Monday, July 20, 2015

305. Progress in Race Relations, Progress in Language


What Ta-Nehisi Coates says about what black males suffer in white America (quoted by David Brooks, NYT, 7-17) made me think of Socrates right away.  Coates and his fellows are clearly victims.  But they, like Socrates in prison, "are victims not of laws but of men."  And the distinction is important.

To right the injustice of victimization by laws you have to change the system, maybe the whole thing, starting with a society that makes laws like that.  The culture could be wrong.  Maybe you need a revolution.

To right the injustice of victimization by men you just have to change the men.  That's hard, but it's a lot easier than changing a whole society.   In Ferguson it could be as simple as getting whites out of the police force and getting blacks in.  The town was behind in having the ethnic make-up of the force reflect the make-up of the community.  (There had been a rapid change.)

That's physical change.  The more important change may be psychological, changing attitudes.  That's what Coates and a lot of other people, white and black, are trying to do.

Even before we start we know that change like this is going to be difficult.  On square one we had a lot of white people cruelly enslaving a lot of black people.  I mean really cruelly, worse than any slavery before.  They work them dawn to dusk, they break up their families, they don't let them form families, they let them learn nothing that doesn't make them agriculturally productive, they wipe out as much as they can of their native culture, which was agricultural.  It's a crime for them to learn to read. They are victims of the white people in every way, and this may be the worst way, the denial to them of education.  They know nothing of what's available to whites in their culture, none of the good and power-giving and life-enriching things that other cultures have adopted, things different from the cruel slavery thing, though that's part of this culture too. 

On square two blacks are freed from this slavery into the society of the white people, but they are not fully free, since there are many laws restricting them. Through many squares they remain victims of white people.  But over time the laws are changed until they step onto the square where we can say, with Socrates, that they are "victims not of laws but of men."  That's a square closer to our own but how many intervened or how many lie ahead is hard to say.  Anyway we're somewhere on that part of the board, and we're all together on the same square.

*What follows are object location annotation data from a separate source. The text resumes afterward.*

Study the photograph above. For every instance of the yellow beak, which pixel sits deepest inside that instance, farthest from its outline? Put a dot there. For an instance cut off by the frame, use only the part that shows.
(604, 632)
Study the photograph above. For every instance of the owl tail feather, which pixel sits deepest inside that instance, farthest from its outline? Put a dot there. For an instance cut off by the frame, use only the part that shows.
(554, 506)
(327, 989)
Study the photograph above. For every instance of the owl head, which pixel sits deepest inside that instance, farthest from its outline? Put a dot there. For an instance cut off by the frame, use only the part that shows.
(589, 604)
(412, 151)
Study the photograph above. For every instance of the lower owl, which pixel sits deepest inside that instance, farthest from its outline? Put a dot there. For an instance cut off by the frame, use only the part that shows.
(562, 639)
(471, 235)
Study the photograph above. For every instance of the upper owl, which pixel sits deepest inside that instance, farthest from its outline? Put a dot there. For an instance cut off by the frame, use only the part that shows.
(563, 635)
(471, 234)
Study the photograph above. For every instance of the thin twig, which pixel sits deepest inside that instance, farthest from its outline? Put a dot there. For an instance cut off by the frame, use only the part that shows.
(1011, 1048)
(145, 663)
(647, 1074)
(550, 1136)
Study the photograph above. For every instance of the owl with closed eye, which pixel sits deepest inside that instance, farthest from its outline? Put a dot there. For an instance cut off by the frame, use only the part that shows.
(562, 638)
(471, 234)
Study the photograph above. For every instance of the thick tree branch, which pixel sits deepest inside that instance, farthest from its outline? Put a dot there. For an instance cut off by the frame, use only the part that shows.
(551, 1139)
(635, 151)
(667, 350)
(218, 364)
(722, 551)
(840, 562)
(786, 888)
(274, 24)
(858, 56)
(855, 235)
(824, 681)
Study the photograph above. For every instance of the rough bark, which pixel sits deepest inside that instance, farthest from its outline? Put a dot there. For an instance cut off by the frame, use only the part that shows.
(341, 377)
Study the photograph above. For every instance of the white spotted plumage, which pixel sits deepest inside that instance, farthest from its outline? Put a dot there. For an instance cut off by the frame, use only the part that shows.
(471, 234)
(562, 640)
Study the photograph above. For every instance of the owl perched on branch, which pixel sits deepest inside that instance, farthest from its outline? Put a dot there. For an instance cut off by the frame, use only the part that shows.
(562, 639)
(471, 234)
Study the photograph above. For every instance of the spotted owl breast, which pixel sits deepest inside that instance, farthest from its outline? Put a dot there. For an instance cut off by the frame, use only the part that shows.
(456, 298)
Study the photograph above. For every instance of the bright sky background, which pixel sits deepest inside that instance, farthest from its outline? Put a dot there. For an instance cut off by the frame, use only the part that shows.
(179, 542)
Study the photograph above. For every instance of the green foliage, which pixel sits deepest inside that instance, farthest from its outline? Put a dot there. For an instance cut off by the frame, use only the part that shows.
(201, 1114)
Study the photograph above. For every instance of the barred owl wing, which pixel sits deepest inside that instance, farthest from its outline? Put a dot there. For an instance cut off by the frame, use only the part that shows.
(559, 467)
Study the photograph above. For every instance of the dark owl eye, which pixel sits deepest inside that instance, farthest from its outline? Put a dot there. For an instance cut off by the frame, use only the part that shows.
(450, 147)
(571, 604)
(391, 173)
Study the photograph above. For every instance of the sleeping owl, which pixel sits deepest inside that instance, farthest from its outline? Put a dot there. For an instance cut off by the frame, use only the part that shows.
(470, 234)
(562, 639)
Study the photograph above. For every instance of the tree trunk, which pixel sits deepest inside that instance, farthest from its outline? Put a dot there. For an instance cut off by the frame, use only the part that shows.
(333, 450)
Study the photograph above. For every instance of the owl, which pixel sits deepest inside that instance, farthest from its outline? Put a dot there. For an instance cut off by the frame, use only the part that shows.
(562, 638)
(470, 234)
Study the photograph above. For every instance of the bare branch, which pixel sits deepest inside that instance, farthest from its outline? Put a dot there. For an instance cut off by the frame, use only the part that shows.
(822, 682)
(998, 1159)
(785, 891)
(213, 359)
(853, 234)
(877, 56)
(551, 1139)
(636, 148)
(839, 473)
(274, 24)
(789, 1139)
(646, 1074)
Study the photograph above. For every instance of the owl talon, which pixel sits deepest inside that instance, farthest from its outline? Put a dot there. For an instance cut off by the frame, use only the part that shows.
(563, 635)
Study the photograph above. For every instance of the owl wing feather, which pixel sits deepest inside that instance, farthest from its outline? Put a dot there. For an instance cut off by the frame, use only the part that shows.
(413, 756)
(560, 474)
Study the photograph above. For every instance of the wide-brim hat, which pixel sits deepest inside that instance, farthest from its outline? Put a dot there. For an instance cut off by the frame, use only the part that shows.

My colleagues in other departments — sociology, psychology, government, history, maybe philosophy — are all trying their hardest to determine just where we are, and where we should step next.  The help they offer varies with their training, which determines what they see when they look at the square.  What do I see?  I see a lot of people crowded together talking as persuasively as they can to change attitudes.  I'm in English, where we're trained to examine talk.

So, what needs attention?  Too much for here, but we can attend to one problem: the use of the word "deficient."  It's clearly the accurate word for the black's original condition with respect to these good and power-giving and life-enriching things whites have access to in their education but have denied blacks access to. But going forward it's a word nobody can use easily and confidently.  Recent black slaves can use it but it's difficult for them, being uneducated, to know what they are deficient in. Recent white enslavers know what that is, and can identify deficiency more easily, but the word is too close to "inferior" for them to be able, without discredit, to use it.  "Inferior" was used too often by whites in power contests (lawmaking, for one), making sure that blacks would lose.

 "Inferior," though discredited when it is used categorically ("My culture is superior to yours"), gains credit as soon as it is used conditionally ("My culture is superior to yours at preparing young people for hardship in a whaleboat").  Adoption of an end obliges us to discriminate among means, and where cultures are means — raising chances of landing a whale, or a spot at Harvard, or a job — to discriminate among them.  (I go through this in greater detail in Post 77.)  

The end here is more black young people in Harvard and other colleges.  Whatever it is that gets other young people there, whatever those other cultures have that improves their chances,  would-be helpful whites want to say that black culture is deficient in it.  That's the first step toward any sufficiency, an accurate statement of the deficiency.  

It's all very Socratic and scientific and the best way to solve the problem of Black education, but oh how hard it is to make that initial statement in the talk arena.  We're still too close to categorical "inferior" and all the feelings it provokes.


Better, most educated whites seem to agree, to play it safe.  They might try softeners ("challenged," "lacking in," "insufficient"), hoping they won't be seen through, but they never use the words "deficient" or "inferior" with respect to blacks.  And that's too bad because we're clearly on a square where black attitudes toward education need to be talked about accurately.  Along with all that contributes to those attitudes, in family or culture.  Any person who tries to do that now, though, apparently can't or won't use his most accurate words, not freely.  Let's hope we'll soon get to a square where he can.